The internet barely contains enough pixels to describe everything that has gone wrong with the rollout of Obamacare’s exchanges, but even in a disaster of this scope, the price tag for Vermont’s exchange stands out:
Vermont Health Connect, the state’s $170 million exchange, is “one of the most functional in the country,” according to Gov. Peter Shumlin. That’s conceivably true, since most if not all of the other exchanges are in serious trouble, but the Gartner report concluded that Vermont Health Connect “should be considered in RED status due to significant risks to meeting the Oct. 1 deadline for Go-Live.”
The statutory deadline of Oct. 1 has long since gone by, but Vermont Health Connect remains essentially inoperative. You can review the Obamacare-approved insurance plans offered for 2014, but you can’t buy one. Kyle Midura of WCAX-TV observed on the Oct. 18 “Vermont This Week” program that site visitors “almost inevitably get an error message.”
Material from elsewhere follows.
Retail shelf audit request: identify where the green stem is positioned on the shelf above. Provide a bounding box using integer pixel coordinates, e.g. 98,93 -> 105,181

Vermont has 626,000 residents. A $170 million exchange is $272 for every man, woman and child in the state. And this, for a state that already had fairly long track record of efforts to impose government control and sponsorship of health insurance, from Howard Dean’s push for community-rated health plans and Medicaid expansion in the 1990s (Dean cited Vermont as a model in his progressive-backed 2004 Presidential campaign) to a state rate-setting board established by Shumlin in 2011. This vast federal addition to a cluttered state healthcare landscape comes at a price tag that beggars belief.
And the failure of that website presents serious problems when it interacts with that landscape:
[F]or many tens of thousands of Vermonters there are real-world consequences to not being able to buy health insurance on Vermont Health Connect. Thanks to a unique monopoly feature of Vermont’s Act 171 (2012), Vermonters who are thwarted by an inoperative exchange site cannot choose to continue their present coverage with their present insurer. This monopoly feature, in force in no other state, applies to currently insured individual purchasers and small business groups of up to 50 employees.
The reason for the monopoly is that Governor Shumlin and his single-payer allies are trying everything possible to lure or force people into the exchange before 2017. On that date state-run, taxpayer-financed Green Mountain Care is supposed to replace all health insurance.
This $3 billion-plus single-payer plan will be financed in large measure with a federal block grant equal to the sum of all the Obamacare tax credits paid on behalf of the people buying through Vermont Health Connect.
Now, national politics can’t save Vermonters from their own self-inflicted woes, but even in the most socialist precincts of the Green Mountain State, it has to be apparent that the addition of the federal exchange is just one more colossal boondoggle taxpayers can’t afford.